Now that you have water, fire, a natural abode, you can get to work for a shelter. You may choose a new place or build one in the space you first chose. We recommend making an A-Frame shelter. You need two trees that are 6 feet apart: wedge a sturdy branch of 4 feet between off the ground. You then have to lean smaller sticks against the horizontal branching to form walls. For an insulating touch, consider leaves, ferns, and dirt your friends!

Make sure to have bedding as laying on the ground can be fatal. We recommend using piles of leaves or folded ferns for your natural mattress. 

5. Set Out on A Food Hunt

With everything so far, you are all set to survive the wilderness. However, not for too long if you do not eat. Therefore, start foraging for food. Stick to traditional fruits, plants like clovers, bugs like larvae, and normal-sized fish. We recommend avoiding mushrooms as there are many poisonous wild species. Avoid yellow or white berries, umbrella-shaped flowers, thorny vegetation, and milky sap, as these may be toxic. Do not forget to stay away from caterpillars or brightly colored bugs as well.

You may use the Universal Edibility Test. In it, you have to separate a plant into its pieces and test each part. Rub them on the inside of your arm on a patch and wait 20-25 minutes. If no reaction happens, repeat this step on your lips. With none again, swallow a small amount and wait for 8 hours to see if you do not fall ill. If you do not, it is safe. However, if you do feel unwell, vomit to empty your stomach. You may also follow the birds or squirrels: the nuts and plants they eat are safe for you too.

6. Protect Yourself From Wildlife

Avoid tall grasses and dark places as they may have snakes. You should also never stick your hands in holes. Maintain a safe distance from wildlife animals if you encounter any. Do not threaten animals or overstep their territory: try to slowly walk back if you see a large animal coming closer to you.

If you get bit by any insect or animal, wash off your wound with soap and water immediately. Do not breathe or walk rapidly, as it fastens circulation, making the spread of venom efficient. Keep your bitten area below heart level and tie a bandage above the bite. It will prevent the poison from spreading too quickly.

Lastly, never attempt to suck out the venom. It may spread through the porous membranes of your mouth. We Also recommend against cutting bitten flesh.

7. Signal for Help

With the tips so far, you can only survive in the woods and not live like a hermit. Therefore, it is time to signal for help before you go out of your supplies. You can signal for aid by creating a campfire. We recommend going on top of a hill and placing three fires in a triangle — it is the international distress symbol. If you fail to make fires, pile up three large rocks or branches in a triangle instead. You may use mirrors to reflect light for catching the eye of pilots. 

8. Find Your Way Out

When you’re sure no help may arrive, it is time to take a leap of faith and find out your way. Make sure to mark your way through so if you find no way out, you can go back to your campsite. You may look for east and west with the sun’s direction of movement and mark your way. Another way is to pile rocks or scratch tree bark with numbers.
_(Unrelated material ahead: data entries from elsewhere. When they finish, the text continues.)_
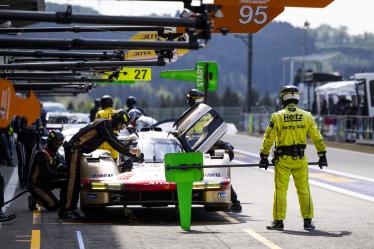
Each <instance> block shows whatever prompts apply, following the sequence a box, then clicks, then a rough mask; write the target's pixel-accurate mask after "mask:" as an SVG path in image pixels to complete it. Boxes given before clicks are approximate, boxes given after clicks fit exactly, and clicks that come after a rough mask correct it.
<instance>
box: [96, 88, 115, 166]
mask: <svg viewBox="0 0 374 249" xmlns="http://www.w3.org/2000/svg"><path fill="white" fill-rule="evenodd" d="M100 104H101V110H100V111H98V112H97V113H96V118H95V119H99V118H106V119H111V118H112V115H113V113H114V112H115V111H116V110H114V109H113V98H112V97H111V96H110V95H104V96H102V97H101V99H100ZM99 149H102V150H107V151H109V152H110V154H111V155H112V158H113V159H114V160H115V161H117V159H118V155H119V154H118V151H116V150H115V149H113V147H112V146H110V145H109V144H108V143H107V142H104V143H103V144H102V145H100V147H99Z"/></svg>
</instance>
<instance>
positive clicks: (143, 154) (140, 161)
mask: <svg viewBox="0 0 374 249" xmlns="http://www.w3.org/2000/svg"><path fill="white" fill-rule="evenodd" d="M132 160H133V161H134V162H137V163H143V162H144V154H143V153H140V155H139V156H138V157H134V158H132Z"/></svg>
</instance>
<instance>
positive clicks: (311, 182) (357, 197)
mask: <svg viewBox="0 0 374 249" xmlns="http://www.w3.org/2000/svg"><path fill="white" fill-rule="evenodd" d="M234 161H235V162H237V163H247V162H245V161H241V160H236V159H235V160H234ZM257 170H261V171H263V172H268V173H271V174H274V170H273V169H270V168H268V169H267V170H263V169H259V168H257ZM309 183H310V184H311V185H313V186H317V187H320V188H324V189H327V190H331V191H334V192H338V193H341V194H345V195H348V196H351V197H356V198H359V199H362V200H366V201H370V202H374V197H372V196H369V195H364V194H360V193H356V192H353V191H350V190H346V189H344V188H339V187H335V186H333V185H330V184H326V183H322V182H318V181H316V180H311V179H309Z"/></svg>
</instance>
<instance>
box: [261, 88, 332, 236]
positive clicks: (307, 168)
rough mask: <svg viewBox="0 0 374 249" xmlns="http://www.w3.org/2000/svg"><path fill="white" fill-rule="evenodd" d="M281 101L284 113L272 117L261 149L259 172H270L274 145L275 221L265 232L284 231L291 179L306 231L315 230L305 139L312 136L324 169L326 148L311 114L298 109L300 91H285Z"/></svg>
mask: <svg viewBox="0 0 374 249" xmlns="http://www.w3.org/2000/svg"><path fill="white" fill-rule="evenodd" d="M280 97H281V101H282V104H283V107H284V109H283V110H281V111H278V112H276V113H273V114H272V116H271V119H270V123H269V126H268V127H267V129H266V132H265V134H264V140H263V143H262V146H261V149H260V157H261V161H260V168H265V169H267V167H268V166H269V161H268V156H269V152H270V149H271V147H272V146H273V143H274V141H275V151H274V163H275V176H274V181H275V192H274V205H273V218H274V221H273V222H272V224H271V225H270V226H267V227H266V228H267V229H269V230H283V228H284V224H283V220H284V219H285V218H286V209H287V189H288V182H289V179H290V175H292V176H293V179H294V182H295V186H296V189H297V195H298V197H299V204H300V211H301V215H302V217H303V218H304V229H305V230H314V229H315V226H314V224H313V222H312V218H313V215H314V210H313V202H312V197H311V195H310V190H309V182H308V179H309V177H308V159H307V158H306V156H305V155H304V151H305V148H306V136H307V135H309V137H310V138H311V140H312V142H313V143H314V145H315V147H316V149H317V152H318V156H319V162H318V163H319V167H320V168H321V169H322V167H327V159H326V146H325V144H324V142H323V138H322V136H321V134H320V132H319V130H318V128H317V125H316V123H315V121H314V119H313V117H312V115H311V113H310V112H306V111H304V110H302V109H300V108H298V107H297V106H296V105H297V104H298V103H299V98H300V92H299V90H298V88H297V87H295V86H293V85H287V86H285V87H283V88H282V91H281V94H280Z"/></svg>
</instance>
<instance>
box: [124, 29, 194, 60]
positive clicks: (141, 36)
mask: <svg viewBox="0 0 374 249" xmlns="http://www.w3.org/2000/svg"><path fill="white" fill-rule="evenodd" d="M130 40H131V41H157V40H166V39H165V38H163V37H159V36H158V33H157V32H156V31H150V32H138V33H136V34H135V35H133V36H132V37H131V38H130ZM175 40H176V41H177V40H178V39H175ZM188 52H189V50H188V49H175V50H174V57H175V59H179V58H180V57H182V56H184V55H185V54H187V53H188ZM125 59H126V60H157V59H158V55H157V53H156V52H155V51H154V50H128V51H127V52H126V53H125Z"/></svg>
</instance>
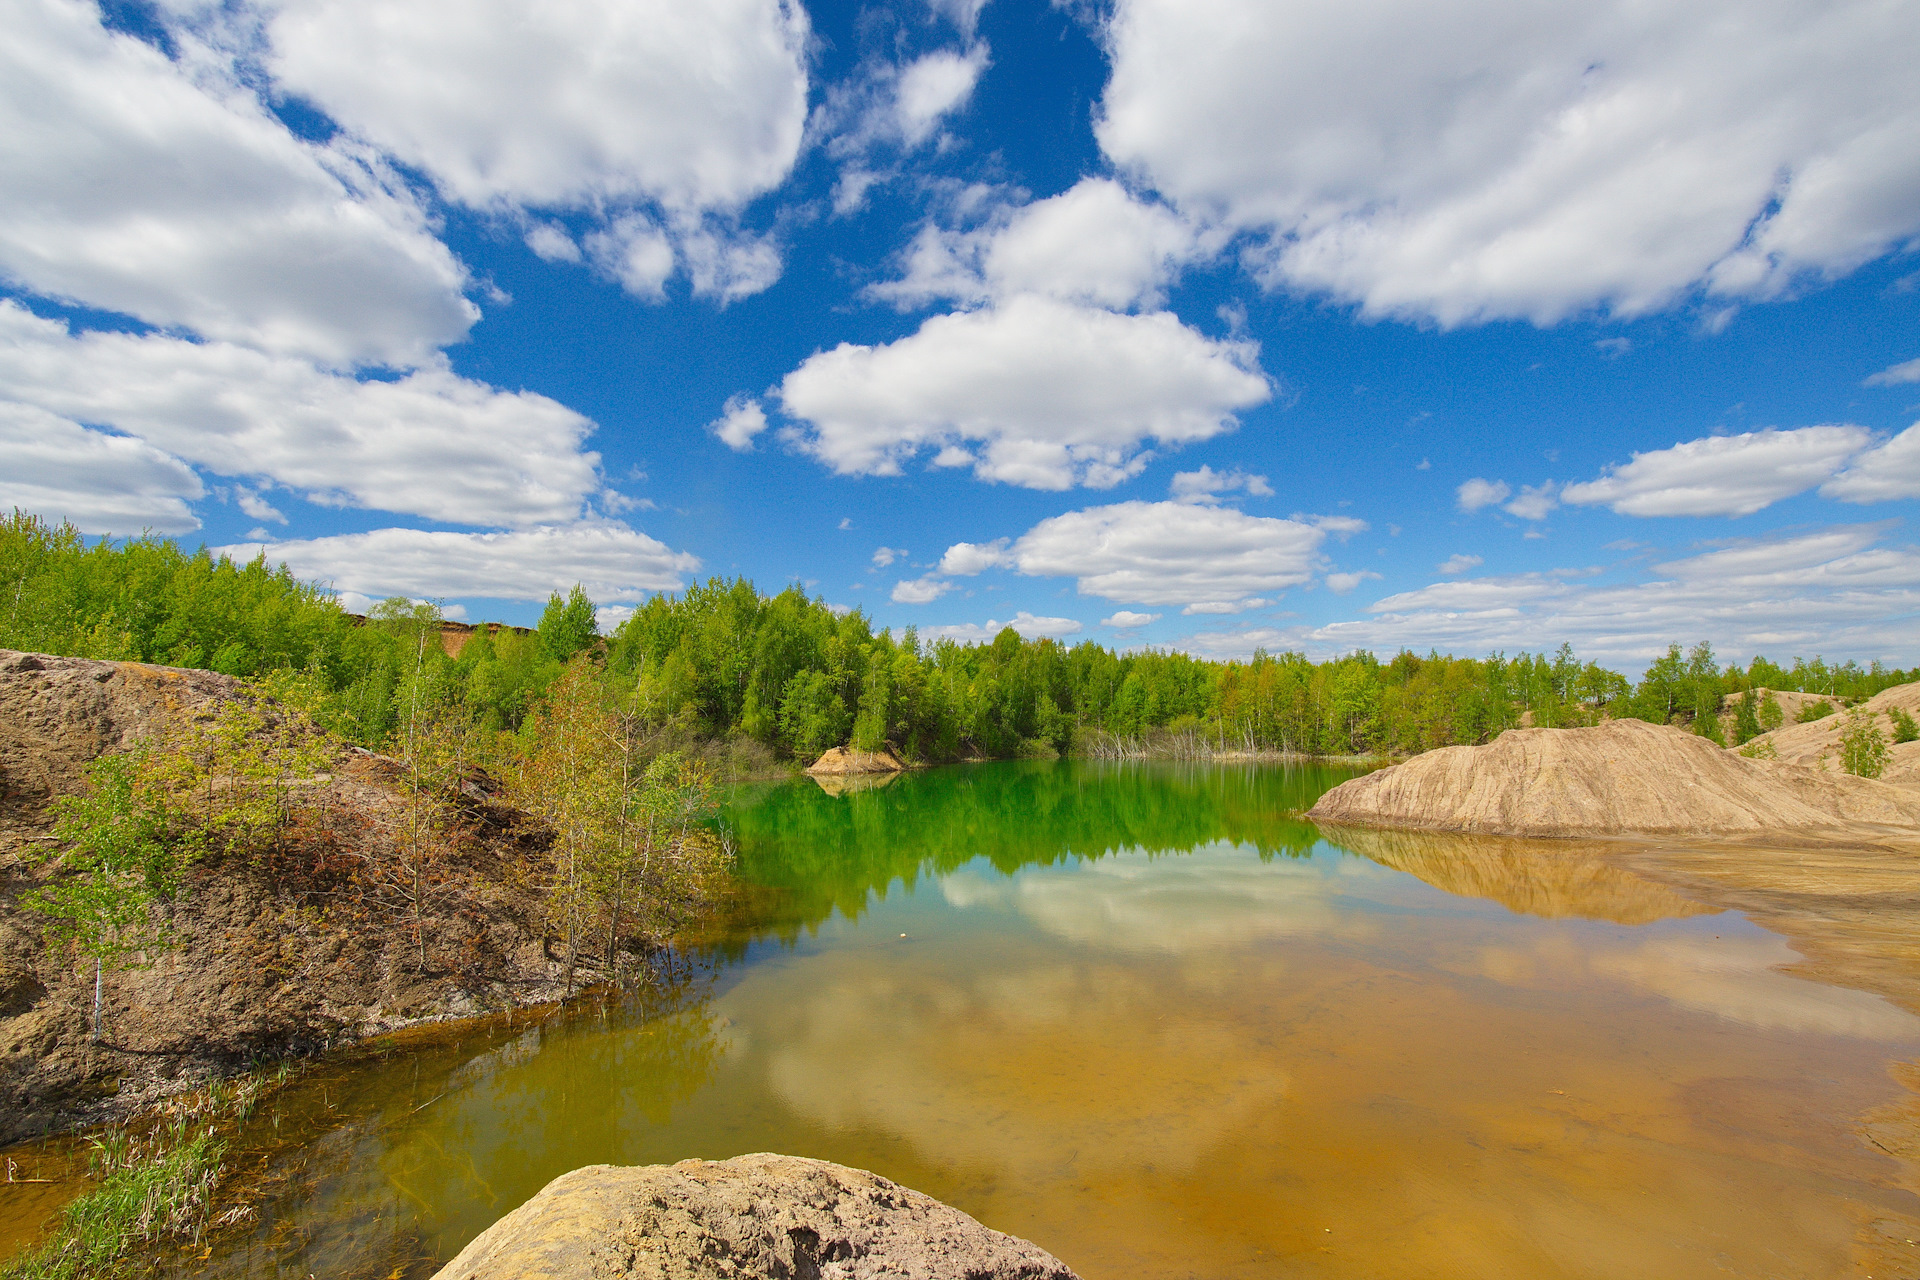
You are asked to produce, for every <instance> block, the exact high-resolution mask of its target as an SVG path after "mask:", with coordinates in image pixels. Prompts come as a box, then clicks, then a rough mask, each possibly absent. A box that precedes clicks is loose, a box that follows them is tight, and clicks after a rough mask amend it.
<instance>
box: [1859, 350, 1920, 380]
mask: <svg viewBox="0 0 1920 1280" xmlns="http://www.w3.org/2000/svg"><path fill="white" fill-rule="evenodd" d="M1908 382H1920V357H1914V359H1910V361H1905V363H1901V365H1887V367H1885V368H1882V370H1880V372H1878V374H1874V376H1870V378H1868V380H1866V384H1864V386H1905V384H1908Z"/></svg>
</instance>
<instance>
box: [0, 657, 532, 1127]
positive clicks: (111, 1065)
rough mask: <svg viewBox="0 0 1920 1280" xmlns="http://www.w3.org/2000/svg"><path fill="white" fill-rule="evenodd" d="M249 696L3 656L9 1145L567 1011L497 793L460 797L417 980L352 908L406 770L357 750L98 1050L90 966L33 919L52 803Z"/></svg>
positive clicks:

Start by going to a high elevated region, preferably mountains or hills. Stand on top to mark any landmarks. If you can’t, follow a stream or river downhill. It may eventually lead to a civilization!

The Bottom-line

Survival in the woods may not be easy, but it also isn’t impossible. You need to take care of 4 essentials to come out alive – warmth, water, food, and shelter. Amidst this, the will to live and find your way back is equally important. Therefore, once you set up your resources for survival, do not lose hope and signal for help. Find your ways out as well.